For Cezanne, the constructive stroke was groundbreaking and he was fiercely protective of his novel approach. When Paul Gauguin asked of Pissarro exactly how Cezanne condensed expression and technique, Cezanne was said to have become apprehensive. Years later, he told the critic Gustave Geffroy, “I only had a petite sensation, and Gauguin stole it” (quoted in M. Dornan, ed., Conversations with Cezanne, Berkeley, 1991, p. 6). Cezanne seemingly fused his style of painting with his understanding of perception as if, observed Pavel Machotka, “the parallel touch were a way of seeing nature” and grasping the world (Cezanne: Landscape into Art, London, 1996, p. 49). With few exceptions, this petite sensation would define Cezanne’s mature output.
Held in the same family collection since 1974, Melun vu depuis Le Mée-sur-Seine has an illustrious provenance. The painting was originally purchased by Père Tanguy, the patron and collector who was central to the spread of Impressionism and Post-Impressionism in Paris in the late-nineteenth century. Its second owner was by Andries Bonger, Theo van Gogh’s friend and brother-in-law, whose vast collection is primarily housed today at the Van Gogh Museum, Amsterdam, and the Kunstmuseum Den Haag.
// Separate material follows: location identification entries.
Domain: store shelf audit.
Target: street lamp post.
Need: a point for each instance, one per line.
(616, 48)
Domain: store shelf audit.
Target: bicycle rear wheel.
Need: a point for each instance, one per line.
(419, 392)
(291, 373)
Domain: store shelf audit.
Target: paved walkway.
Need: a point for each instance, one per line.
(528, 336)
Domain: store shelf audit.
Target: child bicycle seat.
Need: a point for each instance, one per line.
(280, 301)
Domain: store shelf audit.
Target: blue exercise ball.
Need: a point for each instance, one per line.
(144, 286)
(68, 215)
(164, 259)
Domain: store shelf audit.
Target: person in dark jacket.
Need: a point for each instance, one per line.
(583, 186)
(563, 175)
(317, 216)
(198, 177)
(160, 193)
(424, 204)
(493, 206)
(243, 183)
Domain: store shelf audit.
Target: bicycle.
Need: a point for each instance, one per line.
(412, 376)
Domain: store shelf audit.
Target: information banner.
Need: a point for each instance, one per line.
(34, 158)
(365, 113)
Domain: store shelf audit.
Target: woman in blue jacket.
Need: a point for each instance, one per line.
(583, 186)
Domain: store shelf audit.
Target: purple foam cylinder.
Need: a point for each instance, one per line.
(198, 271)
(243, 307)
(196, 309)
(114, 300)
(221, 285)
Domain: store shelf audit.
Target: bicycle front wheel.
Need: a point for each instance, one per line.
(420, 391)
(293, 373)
In 1949, Melun vu depuis Le Mée-sur-Seine was acquired by the film producer and co-founder of Twentieth Century Pictures, William Goetz and his wife Edith. Their art collection included works by Edgar Degas, Edouard Manet, Henri Matisse, Berthe Morisot, and Pablo Picasso, among others, and was considered one of the most “distinguished” private collections in the United States (T. Howe quoted in M. Schumach, “Producer Speaks of Art Collection” in The New York Times, 24 August 1959, p. 16).